Run an offline batched inference

Run an offline batched inference#

With vLLM and vllm-plugin-FL installed, you can start generating texts for list of input prompts (i.e. offline batch inferencing). See the example script: offline_inference. Or use blow python script directly.

from vllm import LLM, SamplingParams
import torch
from vllm.config.compilation import CompilationConfig


if __name__ == '__main__':
    prompts = [
        "Hello, my name is",
    ]
    # Create a sampling params object.
    sampling_params = SamplingParams(max_tokens=10, temperature=0.0)
    # Create an LLM.
    llm = LLM(model="Qwen/Qwen3-4B", max_num_batched_tokens=16384, max_num_seqs=2048)
    # Generate texts from the prompts.
    outputs = llm.generate(prompts, sampling_params)
    for output in outputs:
        prompt = output.prompt
        generated_text = output.outputs[0].text
        print(f"Prompt: {prompt!r}, Generated text: {generated_text!r}")

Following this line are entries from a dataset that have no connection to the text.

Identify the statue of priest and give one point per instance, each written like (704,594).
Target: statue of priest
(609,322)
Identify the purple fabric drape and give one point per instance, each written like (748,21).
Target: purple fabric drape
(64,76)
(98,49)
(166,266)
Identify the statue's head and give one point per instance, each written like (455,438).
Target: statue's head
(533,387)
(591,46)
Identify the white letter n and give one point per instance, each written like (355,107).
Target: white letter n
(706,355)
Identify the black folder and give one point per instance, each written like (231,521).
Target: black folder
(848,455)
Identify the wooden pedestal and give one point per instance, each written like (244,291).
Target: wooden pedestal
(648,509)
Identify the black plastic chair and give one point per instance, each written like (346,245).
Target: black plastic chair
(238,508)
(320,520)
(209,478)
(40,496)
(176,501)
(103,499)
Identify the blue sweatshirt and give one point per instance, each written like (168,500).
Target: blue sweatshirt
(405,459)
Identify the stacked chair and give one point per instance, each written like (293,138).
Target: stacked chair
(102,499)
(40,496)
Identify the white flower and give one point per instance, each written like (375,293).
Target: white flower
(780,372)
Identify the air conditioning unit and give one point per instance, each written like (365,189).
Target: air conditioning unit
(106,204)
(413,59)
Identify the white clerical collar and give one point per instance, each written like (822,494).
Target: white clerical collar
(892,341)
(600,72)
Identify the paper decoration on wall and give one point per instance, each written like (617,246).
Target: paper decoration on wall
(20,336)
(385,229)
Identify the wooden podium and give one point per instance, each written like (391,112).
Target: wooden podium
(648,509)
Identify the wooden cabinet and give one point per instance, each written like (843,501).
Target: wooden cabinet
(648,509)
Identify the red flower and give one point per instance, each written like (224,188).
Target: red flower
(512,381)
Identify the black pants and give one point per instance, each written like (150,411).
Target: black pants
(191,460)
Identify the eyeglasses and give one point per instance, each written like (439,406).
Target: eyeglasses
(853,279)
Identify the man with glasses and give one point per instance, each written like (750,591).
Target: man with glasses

The following table lists the descriptions of the key parameters.

Parameter

Description

max_num_batched_tokens

Caps the total number of tokens processed in a single forward pass. Helps prevent OOM on memory-constrained GPUs.

max_num_seqs

Limits how many concurrent prompts/sequences are batched together.

temperature=0.0

Makes generation deterministic (greedy decoding).

max_tokens=10

Hard limit on output length per prompt.